Les associations demandent au préfet de retirer l’approbation de ce plan d’urbanisme PSMV de la ville de Pau qu’ils considèrent entaché de nombreuses irrégularités ou illégalités et porteur de destructions irréversibles pour le centre-ville (abattage d’arbres par dizaines, disparition de jardins, condamnation d’immeubles anciens, retrait d’autorisation de commerces pour une dizaine de rues en hyper-centre, concertation dévoyée et tronquée et enquête publique expéditive et non exploitée …)
Ainsi par exemple, ce PSMV méconnaît les dispositions de l’article 350-3 du Code de l’Environnement et ses évolutions récentes de février 2022 qui interdit non seulement d’abattre un arbre mais aussi de modifier radicalement son aspect (comme les tilleuls de la Place royale, de la basse plante ou du Boulevard d’Alsace taillés excessivement « au carré »). Or le PSMV de Pau a déclassé certains de ces arbres ou même les a fait disparaître des plans comme s’ils n’existaient pas (pour plus d’une centaine) !
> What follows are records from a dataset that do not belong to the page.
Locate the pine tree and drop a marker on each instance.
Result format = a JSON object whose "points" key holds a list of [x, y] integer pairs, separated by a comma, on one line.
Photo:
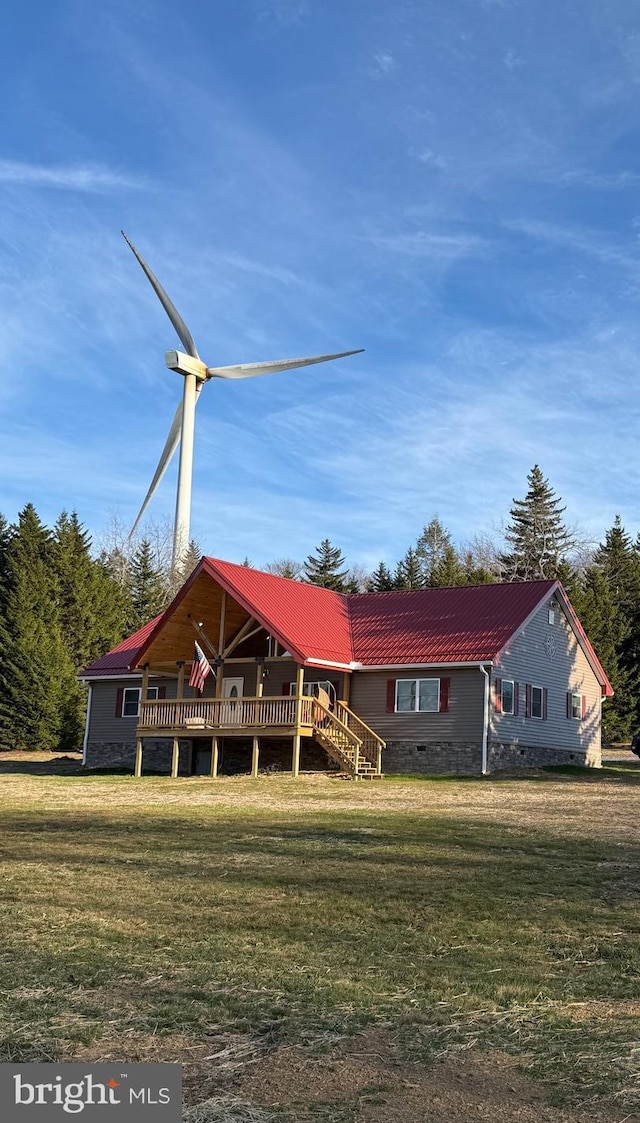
{"points": [[381, 580], [409, 571], [92, 613], [5, 539], [431, 548], [538, 537], [285, 567], [448, 569], [148, 590], [325, 567], [38, 676]]}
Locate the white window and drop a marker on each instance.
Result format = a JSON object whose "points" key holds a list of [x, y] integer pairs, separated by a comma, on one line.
{"points": [[310, 690], [536, 701], [508, 694], [421, 694], [131, 700]]}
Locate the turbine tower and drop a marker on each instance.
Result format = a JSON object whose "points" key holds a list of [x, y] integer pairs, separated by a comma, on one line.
{"points": [[195, 374]]}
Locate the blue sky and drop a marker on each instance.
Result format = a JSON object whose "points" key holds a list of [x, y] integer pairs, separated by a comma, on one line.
{"points": [[451, 184]]}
Ce PSMV méconnaît aussi l’article L101-2 du Code de l’urbanisme en écartant de son périmètre des sites emblématiques et protégés par inscription (parc Beaumont, Golf de Billère, parc Lawrence, allées de Morlaas, Haras de Gelos …) Probablement nécessitaient-ils un blanc-seing pour que le maire de Pau y agisse à sa guise et au gré des fantaisies des architectes - non locaux - qu’il affectionne ?
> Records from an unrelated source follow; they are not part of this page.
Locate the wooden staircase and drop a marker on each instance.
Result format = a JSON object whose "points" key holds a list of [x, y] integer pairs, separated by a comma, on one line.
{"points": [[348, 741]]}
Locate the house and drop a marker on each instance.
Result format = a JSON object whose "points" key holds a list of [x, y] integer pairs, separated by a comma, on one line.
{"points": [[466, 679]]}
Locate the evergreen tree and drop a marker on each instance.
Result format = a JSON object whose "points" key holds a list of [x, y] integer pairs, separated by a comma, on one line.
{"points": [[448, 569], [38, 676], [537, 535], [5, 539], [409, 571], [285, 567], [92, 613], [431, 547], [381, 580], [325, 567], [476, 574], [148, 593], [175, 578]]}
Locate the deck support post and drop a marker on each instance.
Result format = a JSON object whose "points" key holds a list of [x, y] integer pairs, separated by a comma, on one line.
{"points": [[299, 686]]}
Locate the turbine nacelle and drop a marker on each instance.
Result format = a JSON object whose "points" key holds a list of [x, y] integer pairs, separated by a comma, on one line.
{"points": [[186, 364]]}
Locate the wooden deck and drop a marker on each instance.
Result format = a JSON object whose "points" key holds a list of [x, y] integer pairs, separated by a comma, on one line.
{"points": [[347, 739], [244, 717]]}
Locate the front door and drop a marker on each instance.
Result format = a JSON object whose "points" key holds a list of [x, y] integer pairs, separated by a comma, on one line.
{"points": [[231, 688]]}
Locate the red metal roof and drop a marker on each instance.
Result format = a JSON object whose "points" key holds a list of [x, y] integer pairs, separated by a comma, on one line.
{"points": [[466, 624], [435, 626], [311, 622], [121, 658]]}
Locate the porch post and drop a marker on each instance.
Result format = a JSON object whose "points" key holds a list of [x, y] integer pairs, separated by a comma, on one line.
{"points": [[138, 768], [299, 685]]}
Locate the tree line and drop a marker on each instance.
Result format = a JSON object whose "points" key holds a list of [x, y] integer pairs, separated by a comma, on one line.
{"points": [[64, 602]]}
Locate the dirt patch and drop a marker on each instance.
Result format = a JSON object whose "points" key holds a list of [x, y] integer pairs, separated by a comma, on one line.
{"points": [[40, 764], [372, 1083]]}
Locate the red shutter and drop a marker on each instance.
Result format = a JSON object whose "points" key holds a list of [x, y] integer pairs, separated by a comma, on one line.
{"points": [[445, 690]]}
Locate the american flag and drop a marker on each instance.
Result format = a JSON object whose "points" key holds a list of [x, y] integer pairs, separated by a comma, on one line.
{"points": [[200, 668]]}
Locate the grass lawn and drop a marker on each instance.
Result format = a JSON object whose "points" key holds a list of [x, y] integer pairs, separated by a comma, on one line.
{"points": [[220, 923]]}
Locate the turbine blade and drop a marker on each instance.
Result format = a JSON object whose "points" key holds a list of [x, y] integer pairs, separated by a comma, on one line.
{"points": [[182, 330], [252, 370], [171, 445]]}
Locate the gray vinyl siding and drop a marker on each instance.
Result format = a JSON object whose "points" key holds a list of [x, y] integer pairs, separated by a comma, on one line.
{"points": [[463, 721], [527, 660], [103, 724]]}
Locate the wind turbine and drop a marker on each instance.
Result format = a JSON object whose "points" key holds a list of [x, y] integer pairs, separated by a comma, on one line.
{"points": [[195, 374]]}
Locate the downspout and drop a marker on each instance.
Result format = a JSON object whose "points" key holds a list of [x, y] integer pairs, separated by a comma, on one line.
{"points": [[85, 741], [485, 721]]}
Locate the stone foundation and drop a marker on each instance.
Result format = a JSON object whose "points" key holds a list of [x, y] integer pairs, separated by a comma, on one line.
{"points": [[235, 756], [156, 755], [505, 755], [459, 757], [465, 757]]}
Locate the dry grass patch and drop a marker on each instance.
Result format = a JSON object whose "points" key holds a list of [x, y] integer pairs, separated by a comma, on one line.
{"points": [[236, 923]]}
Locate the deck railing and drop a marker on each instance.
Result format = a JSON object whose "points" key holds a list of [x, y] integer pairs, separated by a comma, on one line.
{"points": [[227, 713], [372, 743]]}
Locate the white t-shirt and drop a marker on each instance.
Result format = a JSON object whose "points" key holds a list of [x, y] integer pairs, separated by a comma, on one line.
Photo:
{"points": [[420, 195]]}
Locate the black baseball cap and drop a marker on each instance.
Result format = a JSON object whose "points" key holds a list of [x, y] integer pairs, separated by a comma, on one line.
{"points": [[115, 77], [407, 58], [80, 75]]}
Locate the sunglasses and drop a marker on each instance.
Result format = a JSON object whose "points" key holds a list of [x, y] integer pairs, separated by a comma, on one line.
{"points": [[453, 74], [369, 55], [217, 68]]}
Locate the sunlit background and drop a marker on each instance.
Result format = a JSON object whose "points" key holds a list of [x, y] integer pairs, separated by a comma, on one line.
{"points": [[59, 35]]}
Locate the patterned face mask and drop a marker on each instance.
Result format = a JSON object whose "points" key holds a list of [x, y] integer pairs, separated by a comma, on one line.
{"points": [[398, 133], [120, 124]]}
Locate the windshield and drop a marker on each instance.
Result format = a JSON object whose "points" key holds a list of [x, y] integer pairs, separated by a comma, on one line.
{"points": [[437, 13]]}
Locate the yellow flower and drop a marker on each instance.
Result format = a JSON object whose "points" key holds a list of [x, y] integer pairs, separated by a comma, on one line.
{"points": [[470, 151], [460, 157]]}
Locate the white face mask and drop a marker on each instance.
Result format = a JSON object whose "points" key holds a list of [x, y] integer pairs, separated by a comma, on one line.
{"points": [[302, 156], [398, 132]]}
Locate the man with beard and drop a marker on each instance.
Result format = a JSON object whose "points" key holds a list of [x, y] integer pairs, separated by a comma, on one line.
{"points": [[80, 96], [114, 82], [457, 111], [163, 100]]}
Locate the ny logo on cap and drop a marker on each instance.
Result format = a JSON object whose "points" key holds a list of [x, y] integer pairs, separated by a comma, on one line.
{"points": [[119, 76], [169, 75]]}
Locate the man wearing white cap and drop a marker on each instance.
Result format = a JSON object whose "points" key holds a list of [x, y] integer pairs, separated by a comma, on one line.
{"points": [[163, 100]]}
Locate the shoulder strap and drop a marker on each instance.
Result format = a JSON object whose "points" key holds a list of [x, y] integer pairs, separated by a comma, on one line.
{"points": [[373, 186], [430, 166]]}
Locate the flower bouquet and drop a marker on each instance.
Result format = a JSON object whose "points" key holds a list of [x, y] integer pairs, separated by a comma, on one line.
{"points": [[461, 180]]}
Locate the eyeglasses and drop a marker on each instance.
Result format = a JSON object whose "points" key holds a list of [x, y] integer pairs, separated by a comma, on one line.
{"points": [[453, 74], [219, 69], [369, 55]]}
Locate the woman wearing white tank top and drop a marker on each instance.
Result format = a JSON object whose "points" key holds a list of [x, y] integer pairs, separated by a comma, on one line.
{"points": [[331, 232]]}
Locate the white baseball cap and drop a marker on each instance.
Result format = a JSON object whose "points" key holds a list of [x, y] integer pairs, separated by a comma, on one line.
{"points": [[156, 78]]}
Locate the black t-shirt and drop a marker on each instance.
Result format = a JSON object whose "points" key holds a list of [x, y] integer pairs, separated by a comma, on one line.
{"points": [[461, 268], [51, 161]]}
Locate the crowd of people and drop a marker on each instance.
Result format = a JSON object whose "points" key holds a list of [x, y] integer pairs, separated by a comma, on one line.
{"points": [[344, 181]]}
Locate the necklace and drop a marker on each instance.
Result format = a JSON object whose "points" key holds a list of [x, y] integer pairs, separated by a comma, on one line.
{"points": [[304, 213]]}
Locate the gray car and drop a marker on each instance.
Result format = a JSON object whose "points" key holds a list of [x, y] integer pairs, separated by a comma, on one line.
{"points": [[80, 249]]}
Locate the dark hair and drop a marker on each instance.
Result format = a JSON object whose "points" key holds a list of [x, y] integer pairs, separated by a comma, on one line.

De plus le préfet du 64 devra également considérer que cette Ville de Pau a capté des dizaines de millions d’euros du programme Action Cœur de Ville en vue de redynamiser son centre-ville sinistré (vacance commerciale record de 21% à peine redescendue à 16% après 8 ans de travaux et des centaines de millions d’euros d’investissements, centre repeuplé d’enseignes multinationales en remplacement d’enseignes locales originales ou artisanales).
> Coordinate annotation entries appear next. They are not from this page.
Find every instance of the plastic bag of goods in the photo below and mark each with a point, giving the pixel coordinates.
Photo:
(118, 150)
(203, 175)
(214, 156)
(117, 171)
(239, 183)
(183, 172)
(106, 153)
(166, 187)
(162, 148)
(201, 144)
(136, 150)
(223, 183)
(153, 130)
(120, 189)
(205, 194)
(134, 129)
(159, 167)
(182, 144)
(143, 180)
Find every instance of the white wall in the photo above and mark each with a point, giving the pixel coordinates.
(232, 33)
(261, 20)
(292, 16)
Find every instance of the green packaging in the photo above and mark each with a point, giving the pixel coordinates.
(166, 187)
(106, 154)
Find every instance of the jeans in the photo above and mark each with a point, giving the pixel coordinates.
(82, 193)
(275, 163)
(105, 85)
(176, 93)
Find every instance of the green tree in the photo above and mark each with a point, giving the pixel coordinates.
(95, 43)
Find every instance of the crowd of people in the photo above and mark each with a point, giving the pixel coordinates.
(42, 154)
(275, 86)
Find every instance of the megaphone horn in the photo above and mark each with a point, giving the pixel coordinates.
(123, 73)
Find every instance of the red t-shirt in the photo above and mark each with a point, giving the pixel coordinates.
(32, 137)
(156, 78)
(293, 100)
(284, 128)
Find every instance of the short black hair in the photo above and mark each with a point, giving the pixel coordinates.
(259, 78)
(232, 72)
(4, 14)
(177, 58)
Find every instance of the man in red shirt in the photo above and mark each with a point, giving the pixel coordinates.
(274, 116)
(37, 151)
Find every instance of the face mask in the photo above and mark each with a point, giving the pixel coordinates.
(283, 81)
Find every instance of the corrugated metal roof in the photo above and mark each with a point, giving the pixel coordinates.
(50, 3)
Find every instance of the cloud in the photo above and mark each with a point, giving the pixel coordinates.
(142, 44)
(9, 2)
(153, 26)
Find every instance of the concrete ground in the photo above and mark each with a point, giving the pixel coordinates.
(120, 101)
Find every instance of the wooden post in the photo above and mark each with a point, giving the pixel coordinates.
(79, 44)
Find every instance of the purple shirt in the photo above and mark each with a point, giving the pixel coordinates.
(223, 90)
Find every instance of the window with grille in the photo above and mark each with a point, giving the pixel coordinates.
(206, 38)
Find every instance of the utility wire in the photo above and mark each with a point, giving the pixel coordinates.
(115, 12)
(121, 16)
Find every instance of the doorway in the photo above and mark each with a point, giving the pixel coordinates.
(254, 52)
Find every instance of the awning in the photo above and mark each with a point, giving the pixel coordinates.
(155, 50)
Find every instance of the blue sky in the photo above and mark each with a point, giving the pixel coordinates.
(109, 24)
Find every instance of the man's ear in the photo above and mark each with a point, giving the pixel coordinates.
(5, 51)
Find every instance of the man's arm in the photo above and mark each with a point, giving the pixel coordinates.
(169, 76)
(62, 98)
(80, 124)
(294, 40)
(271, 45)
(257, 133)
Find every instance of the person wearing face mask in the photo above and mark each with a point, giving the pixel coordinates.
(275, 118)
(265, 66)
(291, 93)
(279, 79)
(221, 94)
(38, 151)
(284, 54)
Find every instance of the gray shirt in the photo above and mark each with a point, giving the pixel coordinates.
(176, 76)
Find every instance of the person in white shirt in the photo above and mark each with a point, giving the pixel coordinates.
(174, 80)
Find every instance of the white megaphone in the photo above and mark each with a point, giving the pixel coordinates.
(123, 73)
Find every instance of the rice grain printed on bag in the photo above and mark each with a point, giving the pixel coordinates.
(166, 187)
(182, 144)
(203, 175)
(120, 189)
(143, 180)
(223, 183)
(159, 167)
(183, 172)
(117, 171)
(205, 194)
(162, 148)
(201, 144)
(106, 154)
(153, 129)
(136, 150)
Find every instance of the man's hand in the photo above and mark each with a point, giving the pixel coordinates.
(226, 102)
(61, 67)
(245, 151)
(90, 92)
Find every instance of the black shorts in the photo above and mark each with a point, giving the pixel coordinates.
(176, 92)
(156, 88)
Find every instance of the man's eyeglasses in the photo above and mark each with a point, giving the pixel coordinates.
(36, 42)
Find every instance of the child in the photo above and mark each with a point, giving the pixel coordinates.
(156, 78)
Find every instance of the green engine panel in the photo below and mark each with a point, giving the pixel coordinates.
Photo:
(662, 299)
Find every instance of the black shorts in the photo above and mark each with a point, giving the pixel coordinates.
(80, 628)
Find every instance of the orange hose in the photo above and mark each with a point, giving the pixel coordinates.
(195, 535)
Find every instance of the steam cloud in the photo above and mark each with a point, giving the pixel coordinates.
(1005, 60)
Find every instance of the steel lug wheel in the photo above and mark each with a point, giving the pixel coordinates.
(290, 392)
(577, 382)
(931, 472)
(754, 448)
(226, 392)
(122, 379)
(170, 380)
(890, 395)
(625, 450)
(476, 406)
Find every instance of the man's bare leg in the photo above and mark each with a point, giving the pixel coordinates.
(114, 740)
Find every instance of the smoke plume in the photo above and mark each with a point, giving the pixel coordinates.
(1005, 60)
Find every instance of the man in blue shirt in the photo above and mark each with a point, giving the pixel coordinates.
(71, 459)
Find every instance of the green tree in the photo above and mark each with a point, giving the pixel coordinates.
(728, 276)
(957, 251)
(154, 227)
Or il est toujours question de métamorphose malgré sept années de protestations. Cette métamorphose se fait au détriment de milliers de Palois attachés à leur environnement et d’environ 200 commerçants et artisans (supprimés des plans de linéaire commercial et artisanal du PSMV sans en être informés) et au détriment aussi des visiteurs comme des résidents, privés de leurs places et bancs ombragés.
Six places nouvelles sont promises à l’abattage par ce PSMV (Gramont, Verdun, Place Royale, Tissié et la Palmeraie, Saint Martin) et n’oublions pas les autres places, squares et quartiers déjà détruits et bétonnés depuis six ans : Place M.Laborde, Foirail, Place de la Monnaie, Square du XIV Juillet, Ecole d’Art/Musée, Clos Mazoyer, quartier Saragosse et tracé du Bus FEBUS.
Place de la Monnaie. Actuellement l’alignement de marronniers d’inde survivants dépérit suite à son exposition subite, plein Sud, aux canicules de juillet, août et septembre et à la privation de leurs voisins abattus, dont on sait que diverses communications aériennes et sous-terraines entre eux participent à leur équilibre et leur santé).
Arbres et haies ont de tout temps occupé la Place Gramont.
Et ici les alignements d’arbres de la Caserne Bernadotte, Place de Verdun, ont totalement disparus du plan du PSMV.
Les deux associations espèrent l’annulation prochaine de ce PSMV et l’instauration d’un dialogue. Elles sont déterminées à poursuivre cette action si le recours gracieux échouait.
Alain Arraou, président de l’association Sépanso64.
Marianne Ducamp, référente Groupe Arbres Forêts.